Before the last reduction to date on May 11, 2020, similar trends were expected, based on the price dynamics of the last two cuts. The forecasts turned out to be correct, since the third timeframe also saw a significant increase in the BTC price, although it was smaller compared to the other two timeframes.
If in the first two half-years the price increased by 277 (comparison of 2009-2012) and 531 (comparison of 2012-2016) percent, then in the third half of the year the growth was only 180 percent. Precisely because the first two timeframes caused such a strong price movement, expectations for the third timeframe were particularly high.
However, there was no immediate effect, so the expectations were followed by disappointment: on the morning after the price halved, it was just under $8,800 and, thus, was as high as in the days preceding the event.
Medium-term supply shortage leads to price increases
However, the third half of the year also showed the same long-term trend as the first two half-years: with the start of the new year, the BTC price reached a record high of $28,964. The positive price trend began in the fall of 2020, and has only been growing since then. In 2021, the price increased by 124.5 percent.
A lot of scientific studies have been published on the price-halving ratio, which not only analyzes data for past periods in detail, but also makes predictions about the next reduction in remuneration in 2024.
Halving and the stock-flow model
Based on what has happened to date, the question for many investors is what else can be expected in the coming months and years. To be able to anticipate this, you can apply the stock-flow model. The stock-to-flow ratio basically describes the rarity of a commodity and can be applied to Bitcoin.
The model works with a value that represents the available amount of an asset. This value is a margin. The amount of BTC that is added to this stock each year is a stream. The ratio of these two values describes the total time it will take to reach the total margin at the current pace.
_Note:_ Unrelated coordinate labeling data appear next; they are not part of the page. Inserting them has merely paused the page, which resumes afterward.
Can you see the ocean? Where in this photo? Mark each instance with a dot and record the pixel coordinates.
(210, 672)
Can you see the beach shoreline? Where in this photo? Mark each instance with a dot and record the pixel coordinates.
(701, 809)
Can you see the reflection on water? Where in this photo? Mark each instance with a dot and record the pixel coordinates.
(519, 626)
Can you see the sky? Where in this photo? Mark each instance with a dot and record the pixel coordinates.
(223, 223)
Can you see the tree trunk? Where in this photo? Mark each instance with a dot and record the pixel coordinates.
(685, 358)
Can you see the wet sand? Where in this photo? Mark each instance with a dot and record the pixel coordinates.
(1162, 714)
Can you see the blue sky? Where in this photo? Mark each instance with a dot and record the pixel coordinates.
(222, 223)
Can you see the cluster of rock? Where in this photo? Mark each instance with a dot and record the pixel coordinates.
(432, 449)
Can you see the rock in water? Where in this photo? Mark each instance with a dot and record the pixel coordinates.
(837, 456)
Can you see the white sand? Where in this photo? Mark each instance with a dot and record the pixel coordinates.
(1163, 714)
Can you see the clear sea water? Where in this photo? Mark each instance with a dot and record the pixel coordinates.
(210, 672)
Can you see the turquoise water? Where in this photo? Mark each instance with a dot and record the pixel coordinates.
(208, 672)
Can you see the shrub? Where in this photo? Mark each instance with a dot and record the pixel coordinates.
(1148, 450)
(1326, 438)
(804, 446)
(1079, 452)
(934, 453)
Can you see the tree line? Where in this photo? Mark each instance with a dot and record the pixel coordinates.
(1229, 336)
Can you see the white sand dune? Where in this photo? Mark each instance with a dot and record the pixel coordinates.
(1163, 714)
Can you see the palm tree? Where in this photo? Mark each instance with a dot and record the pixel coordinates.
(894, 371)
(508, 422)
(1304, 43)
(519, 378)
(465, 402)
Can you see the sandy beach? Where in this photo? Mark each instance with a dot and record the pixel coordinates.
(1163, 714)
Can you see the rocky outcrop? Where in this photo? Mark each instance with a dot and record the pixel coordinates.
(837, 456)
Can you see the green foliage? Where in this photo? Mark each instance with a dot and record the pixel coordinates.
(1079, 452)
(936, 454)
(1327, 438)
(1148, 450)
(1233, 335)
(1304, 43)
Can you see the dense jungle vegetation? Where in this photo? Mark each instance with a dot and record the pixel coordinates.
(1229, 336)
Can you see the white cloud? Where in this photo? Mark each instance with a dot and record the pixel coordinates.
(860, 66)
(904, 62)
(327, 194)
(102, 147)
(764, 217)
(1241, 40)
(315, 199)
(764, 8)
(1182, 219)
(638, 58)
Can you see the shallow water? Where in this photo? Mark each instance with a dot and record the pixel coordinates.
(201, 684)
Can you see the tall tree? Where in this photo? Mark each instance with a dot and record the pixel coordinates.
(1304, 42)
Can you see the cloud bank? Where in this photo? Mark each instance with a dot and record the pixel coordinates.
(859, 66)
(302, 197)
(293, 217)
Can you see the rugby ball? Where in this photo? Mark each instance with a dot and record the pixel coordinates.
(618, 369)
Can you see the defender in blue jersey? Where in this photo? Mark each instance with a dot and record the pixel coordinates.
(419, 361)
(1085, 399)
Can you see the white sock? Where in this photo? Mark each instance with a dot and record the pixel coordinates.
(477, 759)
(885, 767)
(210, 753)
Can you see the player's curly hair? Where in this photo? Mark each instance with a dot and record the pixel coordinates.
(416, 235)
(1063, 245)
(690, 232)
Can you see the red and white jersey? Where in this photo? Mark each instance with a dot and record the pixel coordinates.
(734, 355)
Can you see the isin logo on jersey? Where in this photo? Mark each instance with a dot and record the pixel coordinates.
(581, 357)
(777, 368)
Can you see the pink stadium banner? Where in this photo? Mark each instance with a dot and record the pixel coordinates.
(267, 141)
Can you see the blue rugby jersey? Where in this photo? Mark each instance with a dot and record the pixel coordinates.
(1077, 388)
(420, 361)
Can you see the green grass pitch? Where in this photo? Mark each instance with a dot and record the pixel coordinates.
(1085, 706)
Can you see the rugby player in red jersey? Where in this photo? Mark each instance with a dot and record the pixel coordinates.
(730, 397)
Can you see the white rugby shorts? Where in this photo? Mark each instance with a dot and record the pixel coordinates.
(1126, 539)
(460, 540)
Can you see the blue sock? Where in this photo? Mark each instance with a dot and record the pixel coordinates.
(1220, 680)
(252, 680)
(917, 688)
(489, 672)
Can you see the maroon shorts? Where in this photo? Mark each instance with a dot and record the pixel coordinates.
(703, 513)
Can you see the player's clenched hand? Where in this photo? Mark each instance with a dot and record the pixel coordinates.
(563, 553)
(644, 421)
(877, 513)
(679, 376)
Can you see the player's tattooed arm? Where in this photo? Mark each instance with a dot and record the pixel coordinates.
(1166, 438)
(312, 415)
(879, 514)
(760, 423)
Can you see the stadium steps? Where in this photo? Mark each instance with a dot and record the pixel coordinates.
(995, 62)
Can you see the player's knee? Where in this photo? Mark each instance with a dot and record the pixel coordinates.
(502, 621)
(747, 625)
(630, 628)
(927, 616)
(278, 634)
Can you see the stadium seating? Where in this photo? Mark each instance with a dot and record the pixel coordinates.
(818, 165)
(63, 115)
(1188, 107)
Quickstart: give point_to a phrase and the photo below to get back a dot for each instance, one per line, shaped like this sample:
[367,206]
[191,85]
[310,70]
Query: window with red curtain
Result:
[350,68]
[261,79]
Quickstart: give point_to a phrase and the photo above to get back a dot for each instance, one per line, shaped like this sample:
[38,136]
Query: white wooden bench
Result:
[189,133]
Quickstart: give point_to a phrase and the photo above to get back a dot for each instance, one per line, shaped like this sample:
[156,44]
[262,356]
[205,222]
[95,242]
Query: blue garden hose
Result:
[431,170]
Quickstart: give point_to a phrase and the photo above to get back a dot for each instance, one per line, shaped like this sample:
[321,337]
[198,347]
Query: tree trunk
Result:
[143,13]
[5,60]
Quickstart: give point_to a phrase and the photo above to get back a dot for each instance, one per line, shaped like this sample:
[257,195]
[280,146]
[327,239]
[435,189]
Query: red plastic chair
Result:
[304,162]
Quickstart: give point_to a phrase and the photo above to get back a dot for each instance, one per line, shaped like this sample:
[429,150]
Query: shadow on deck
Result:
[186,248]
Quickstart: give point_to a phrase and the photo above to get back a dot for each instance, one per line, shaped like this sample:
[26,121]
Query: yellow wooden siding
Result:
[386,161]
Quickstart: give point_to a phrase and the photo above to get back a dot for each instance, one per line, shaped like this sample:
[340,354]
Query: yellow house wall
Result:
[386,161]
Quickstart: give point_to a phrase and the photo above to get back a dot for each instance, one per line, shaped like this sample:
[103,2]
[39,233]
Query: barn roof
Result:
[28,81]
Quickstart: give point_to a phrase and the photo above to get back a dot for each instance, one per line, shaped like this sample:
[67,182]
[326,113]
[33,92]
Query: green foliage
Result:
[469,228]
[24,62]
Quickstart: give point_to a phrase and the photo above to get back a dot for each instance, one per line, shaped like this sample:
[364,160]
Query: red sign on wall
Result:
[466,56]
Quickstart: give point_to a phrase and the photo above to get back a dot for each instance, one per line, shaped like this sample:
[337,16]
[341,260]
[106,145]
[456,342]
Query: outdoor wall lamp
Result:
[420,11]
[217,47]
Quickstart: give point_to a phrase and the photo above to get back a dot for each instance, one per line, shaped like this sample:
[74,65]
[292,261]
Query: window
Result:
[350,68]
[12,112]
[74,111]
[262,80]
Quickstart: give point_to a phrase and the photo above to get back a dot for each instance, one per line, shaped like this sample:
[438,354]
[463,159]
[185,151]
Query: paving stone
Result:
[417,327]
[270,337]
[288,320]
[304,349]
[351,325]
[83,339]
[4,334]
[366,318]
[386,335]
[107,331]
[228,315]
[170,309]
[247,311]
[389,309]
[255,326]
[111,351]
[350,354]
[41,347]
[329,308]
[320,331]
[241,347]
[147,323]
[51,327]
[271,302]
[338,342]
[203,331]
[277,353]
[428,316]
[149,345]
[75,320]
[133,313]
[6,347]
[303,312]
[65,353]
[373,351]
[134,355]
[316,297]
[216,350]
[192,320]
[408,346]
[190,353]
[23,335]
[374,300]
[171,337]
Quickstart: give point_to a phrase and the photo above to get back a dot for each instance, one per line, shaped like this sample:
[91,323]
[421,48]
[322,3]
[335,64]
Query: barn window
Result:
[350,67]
The most prominent representative of this mathematical model is the crypto analyst PlanB. PlanB was the first to project this model on Bitcoin, and to date, he has predicted the Bitcoin price rate with the highest possible accuracy depending on the halving of Bitcoin.
PlanB uses the S2F model for the price of BTC
The model is mathematically accurate, and for this reason is often used to predict Bitcoin.
If we follow the S2F model, then in 2022 the BTC price is projected to be $ 100,000.
Various studies show a clear statistical correlation between the actual BTC price rate and the simulated stock-to-flow rate.
In 2022, the market is still reacting to the halving that occurred in 2020. For this reason, expectations of the next halving of remuneration, which is expected on March 12, 2024, are very high.
Although the past price movement is not a guarantee of future growth, past trends suggest that the next halving will again be accompanied by growth, albeit more moderate and slow.